The system call performs a mode switch to kernel mode. In kernel mode devices can be accessed. All CPU time spent in kernel mode is recorded as 'system' CPU.

Measuring IO

When you look at IO figures and latencies, you have understand two things. The first thing to understand is whether the measurement or measurements you are looking at is an average or an absolute measurement. Averages hide peaks, and the more time the measurement is taken over, the more averaged the figure is.

The other important thing is the above described layer the measurement comes from.

iostat, sar, node exporter or anything else that takes figures from /proc come from level 5.
bcc (ebpf) tools xfsdist and xfsslower come from from level 3.
bcc (ebpf) tools biosnoop, biolatency, biotop comes from level 5.
perf trace, strace come from level 3.
application figures come from level 1.

Measurements at different layers do include different amounts of work and thus might yield different figures. Also some tools can add (significant) latency (!!), such as strace and perf. Be extremely cautious in production situations!

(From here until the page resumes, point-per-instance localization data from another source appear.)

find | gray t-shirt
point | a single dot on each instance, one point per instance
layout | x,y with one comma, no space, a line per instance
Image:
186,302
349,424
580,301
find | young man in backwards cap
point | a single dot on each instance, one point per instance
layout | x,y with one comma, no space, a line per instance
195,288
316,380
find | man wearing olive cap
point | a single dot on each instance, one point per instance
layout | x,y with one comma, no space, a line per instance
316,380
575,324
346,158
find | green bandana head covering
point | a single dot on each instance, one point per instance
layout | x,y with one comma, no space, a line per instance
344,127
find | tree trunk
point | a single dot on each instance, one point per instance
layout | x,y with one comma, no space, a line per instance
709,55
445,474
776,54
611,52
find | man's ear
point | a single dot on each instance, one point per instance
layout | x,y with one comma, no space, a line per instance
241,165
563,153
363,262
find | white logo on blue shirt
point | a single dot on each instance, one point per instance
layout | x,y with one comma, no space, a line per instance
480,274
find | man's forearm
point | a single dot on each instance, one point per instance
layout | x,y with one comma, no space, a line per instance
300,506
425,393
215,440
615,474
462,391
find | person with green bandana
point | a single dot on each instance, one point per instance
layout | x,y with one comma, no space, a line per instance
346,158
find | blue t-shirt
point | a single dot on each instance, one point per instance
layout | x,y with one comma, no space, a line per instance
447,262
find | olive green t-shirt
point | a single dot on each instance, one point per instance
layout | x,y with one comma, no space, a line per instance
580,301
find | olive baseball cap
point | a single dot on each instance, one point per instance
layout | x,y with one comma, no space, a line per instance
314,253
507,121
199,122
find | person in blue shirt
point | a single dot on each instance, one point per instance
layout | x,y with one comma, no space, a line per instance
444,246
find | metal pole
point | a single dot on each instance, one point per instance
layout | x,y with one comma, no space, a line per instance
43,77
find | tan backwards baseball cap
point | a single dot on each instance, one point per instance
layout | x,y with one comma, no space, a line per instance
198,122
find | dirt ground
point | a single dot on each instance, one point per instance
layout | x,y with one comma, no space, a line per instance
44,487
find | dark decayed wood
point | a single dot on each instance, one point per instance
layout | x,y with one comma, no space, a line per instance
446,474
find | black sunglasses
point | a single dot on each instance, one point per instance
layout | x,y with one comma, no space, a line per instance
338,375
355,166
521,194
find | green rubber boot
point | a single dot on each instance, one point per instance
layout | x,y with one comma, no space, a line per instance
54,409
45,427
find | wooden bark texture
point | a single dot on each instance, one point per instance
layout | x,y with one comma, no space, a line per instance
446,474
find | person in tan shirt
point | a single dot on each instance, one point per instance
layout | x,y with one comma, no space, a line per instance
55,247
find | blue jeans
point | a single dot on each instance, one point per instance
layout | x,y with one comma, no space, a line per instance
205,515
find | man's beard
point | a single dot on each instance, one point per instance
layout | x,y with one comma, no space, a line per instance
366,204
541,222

I hope if you made it this far that these layers can have significance. In a lot of situations, when you encounter high latencies using figures obtained from for example application measured IO times, it simply means your disk device encountered that latency, and the latency figures are roughly equal over the the different layers.

How does a latency figure look like

But let's first look at latency figures. I said you have to know if a figure is an average or an absolute measurement. The reason for that is that IO latencies are not/never a single figure. They fluctuate.

This might come as a shock to some people, because lots (and I mean: LOTS) of people talk about IO latency stating a single figure. IO latency fluctuates, even with modern NVMe SSD, because there are lots and lots of things happening at the same on a modern computer system, which can and sometimes will influence your latency.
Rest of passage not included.